Reduce: how and when
Heiker
Posted on April 21, 2020
Puedes leer la versión en español aquí.
Let's talk about the elephant in the Array
prototype, the not so loved reduce method but we're not going to discuss whether if it's good or not, let's not do that. We'll talk about how it works internally, then we'll try to figure out under what situation it can be an effective solution.
To make sure everyone here knows how it works we're going to make our own implementation.
How it works
reduce
is a function that takes a list of values and transform it into something else. The key here is the word transformation. The "user" of our function is the one that determines what's going to happen. What does that mean? It means that apart from the array that we're going to process we need to take a callback function as a parameter. So the function signature will be this.
function reduce(arr, callback) {
// code...
}
We got ourselves some values, now what? What do we do with them? Usually the Array
methods apply the function to every element in it. Let's do that.
function reduce(arr, callback) {
for(const value of arr) {
callback(value);
}
}
It's still not what we want but we're getting there. Now for the secret ingredient, the accumulator. We will create a variable that remembers the current state of our transformation. Every time we apply the callback
function to a value we save the result in the accumulator. As a bonus before we save the new state we will pass the current state to the callback
function so our "user" doesn't have to make any effort.
function reduce(arr, callback) {
+ let state;
for(const value of arr) {
- callback(value);
+ state = callback(state, value);
}
-
+ return state;
}
Keep those highlighted lines in your mind at all times. No matter how complex reduce
looks on the outside, no matter how many weird tricks you see in the wild, those three lines are the only thing that matters.
That may not be an exact replica of Array.reduce
but it'll do for now. Let's test it.
const array1 = [1, 2, 3, 4];
const callback = (state, value) => {
if(state == null) {
return value;
}
return state + value;
};
// 1 + 2 + 3 + 4
reduce(array1, callback);
// Expected output: 10
See that if
? It's there because state
doesn't have a value in the first iteration of the loop, it's something unnecessary. As authors of reduce
we can help reduce the amount of code that callback
needs. If we take some of the responsibility out of the callback
we can make reduce
a lot more flexible. What we'll do is take the first element in the array and make that our initial state.
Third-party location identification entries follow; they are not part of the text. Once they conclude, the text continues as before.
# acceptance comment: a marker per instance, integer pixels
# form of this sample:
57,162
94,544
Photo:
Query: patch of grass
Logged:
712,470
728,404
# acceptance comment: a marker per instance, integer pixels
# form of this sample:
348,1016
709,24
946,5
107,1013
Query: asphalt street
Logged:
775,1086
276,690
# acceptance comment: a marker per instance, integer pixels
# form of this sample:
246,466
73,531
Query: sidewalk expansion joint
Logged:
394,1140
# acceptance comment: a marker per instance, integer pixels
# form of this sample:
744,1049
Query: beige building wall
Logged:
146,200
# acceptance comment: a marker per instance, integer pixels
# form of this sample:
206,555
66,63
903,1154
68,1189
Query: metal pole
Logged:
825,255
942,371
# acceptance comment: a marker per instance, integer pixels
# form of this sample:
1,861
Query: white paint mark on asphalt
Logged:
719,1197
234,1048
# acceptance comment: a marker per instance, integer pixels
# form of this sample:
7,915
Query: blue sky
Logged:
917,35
function reduce(arr, callback) {
- let state;
- for(const value of arr) {
+ let state = arr[0];
+ let rest = arr.slice(1);
+ for(const value of rest) {
state = callback(state, value);
}
return state;
}
Let's do it again.
const array1 = [1, 2, 3, 4];
const callback = (state, value) => {
return state + value;
};
// 1 + 2 + 3 + 4
reduce(array1, callback);
// Expected output: 10
If you're still having a hard time trying to figure out what's happening then let me see if I can help. If we take callback
out of the picture this is what happens.
function reduce(arr) {
let state = arr[0];
let rest = arr.slice(1);
for(const value of rest) {
state = state + value;
}
return state;
}
Remember the highlighted lines?
function reduce(arr) {
+ let state = arr[0];
let rest = arr.slice(1);
for(const value of rest) {
+ state = state + value;
}
-
+ return state;
}
See that? That's the only thing you need to remember. As we can see reduce
give us the ability increase the "capacity" of a binary operation, to make it process a lot more values.
When can I use this?
So reduce
is one of those functions that can be used in many different situations but it's not always the best solution, still there is a time and place for it and now that we know how it works we can figure out what is the best use case.
An ideal use case
The previous example should have give you a clue. Our function is more effective when we follow a certain pattern. Let's think about the callback
in that example. We know it needs two numbers, runs a math operation and returns a number. Basically this.
Number + Number -> Number
That's nice, but if we take a step back and think in more general terms this is what we got.
TypeA + TypeA -> TypeA
There are two values of the same type (TypeA) and an operation (the + sign) that returns another instance of the same type (TypeA). When we look at it in that way we can see a pattern that we can apply beyond math. Let's do another example with some numbers, this time we'll do a comparison.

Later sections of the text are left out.